The Qatari company bought a further 7.1 percent of the supermarket at 595p per share for £732 million ($1.4 billion €1.1 billion), confirming the investor as the largest shareholder in the company. Property entrepreneur Robert Tchenguiz owns a further 5 percent of the company.

Tchenguiz is also the owner, with his brother Vincent, of the Rotch Property Group.  Former chief executive of Rotch, Paul Taylor, runs Three Delta.

If Tchenguiz works alongside Three Delta, as market reports suggest he will, the group will be obliged to make an offer for the company. In the past Tchenguiz has denied he is working with the Qatari investment group.

The British supermarket’s shares rose by 4.78 percent to £5.92 at 1343 GMT having hit a year high of £5.99.  Sainsbury’s £8.6 billion real estate is believed to be the target of the shareholders.

The supermarket rejected a £5.82 per share bid led by global private equity group CVC Capital Partners in April. CVC was accompanied on the bid by US buyout firms Blackstone, KKR and TPG. The consortium fell apart when KKR decided to pull out on 5 April with Blackstone and TPG following suit five days later. CVC abandoned its bid the day afterwards on 11 April.

The founding Sainsbury family who control about 18 percent of the shares strongly resisted the buyout firms’ approach.
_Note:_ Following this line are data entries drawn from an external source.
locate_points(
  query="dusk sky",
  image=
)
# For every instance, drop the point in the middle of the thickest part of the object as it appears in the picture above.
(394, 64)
Some of the family expressed an unwillingness to sell at any price, while Lord Sainsbury of Turville, who owns a 7.75 percent stake, refused to consider any bid below £6.00 per share.

Tchenguiz said in April, shortly after he bought his stake, he would like the supermarket to take advantage of new legislation that allows companies to establish a real estate investment trust providing tax discounts on property. This move was rejected by the Sainsbury board in May after it issued a strong trading statement.